The Longa bolt wire method18 was applied with slight modifications. Briefly, the rats were anesthetized with 10% chloral hydrate (4 mL/kg, ip) and fixed in the supine position. Subsequently, the skin of each rat was disinfected on a sterile towel. MCAO was performed as previously described18. Rectal temperature was monitored and maintained at 37 °C using a heating blanket. The right common, external, and internal carotid arteries were isolated. The tip of a nylon suture was rounded through heating on a flame, and subsequently the suture was advanced from the external carotid artery (ECA) into the lumen of the internal carotid artery to obstruct the origin of the middle cerebral artery (MCA). At 1 h after MCAO, reperfusion was performed through the removal of the suture. MCAO rats were evaluated for neurological damage as previously described18. The average depth of filament insertion was 18.5±0.5 mm away from the bifurcation. Then, the exposed vessels were carefully ligated to prevent bleeding, and the incision was aseptically closed. The rectal temperature of the rats was maintained at 37±0.5 °C using a temperature-regulated heating pad. After revival from anesthesia, the animals were returned to the cages and maintained at room temperature (24±1 °C).
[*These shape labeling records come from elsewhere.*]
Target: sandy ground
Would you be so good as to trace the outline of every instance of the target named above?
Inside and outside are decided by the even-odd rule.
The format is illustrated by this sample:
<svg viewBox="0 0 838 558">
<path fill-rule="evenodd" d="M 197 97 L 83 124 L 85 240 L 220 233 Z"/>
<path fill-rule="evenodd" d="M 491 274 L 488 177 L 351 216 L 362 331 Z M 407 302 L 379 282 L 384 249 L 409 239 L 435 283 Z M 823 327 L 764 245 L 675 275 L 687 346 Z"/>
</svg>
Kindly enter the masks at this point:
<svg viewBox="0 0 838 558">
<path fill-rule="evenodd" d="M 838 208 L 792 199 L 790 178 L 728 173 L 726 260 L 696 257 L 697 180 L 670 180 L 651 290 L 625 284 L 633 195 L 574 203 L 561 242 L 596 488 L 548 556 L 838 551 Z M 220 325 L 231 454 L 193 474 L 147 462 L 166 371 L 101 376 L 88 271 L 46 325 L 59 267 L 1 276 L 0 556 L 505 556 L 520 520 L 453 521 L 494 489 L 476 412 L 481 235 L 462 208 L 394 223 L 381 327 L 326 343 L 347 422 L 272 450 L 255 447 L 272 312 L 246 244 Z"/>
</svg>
The rats in the sham group were treated in the same manner as the MCAO rats without ischemia. The sham group received an incision on the neck to separate the neck blood vessels and branches, without artery ligation.

In the vehicle group, MCAO rats received 0.9% NaCl (1 mL/kg). The animals were euthanized through decapitation at 72 h after modeling.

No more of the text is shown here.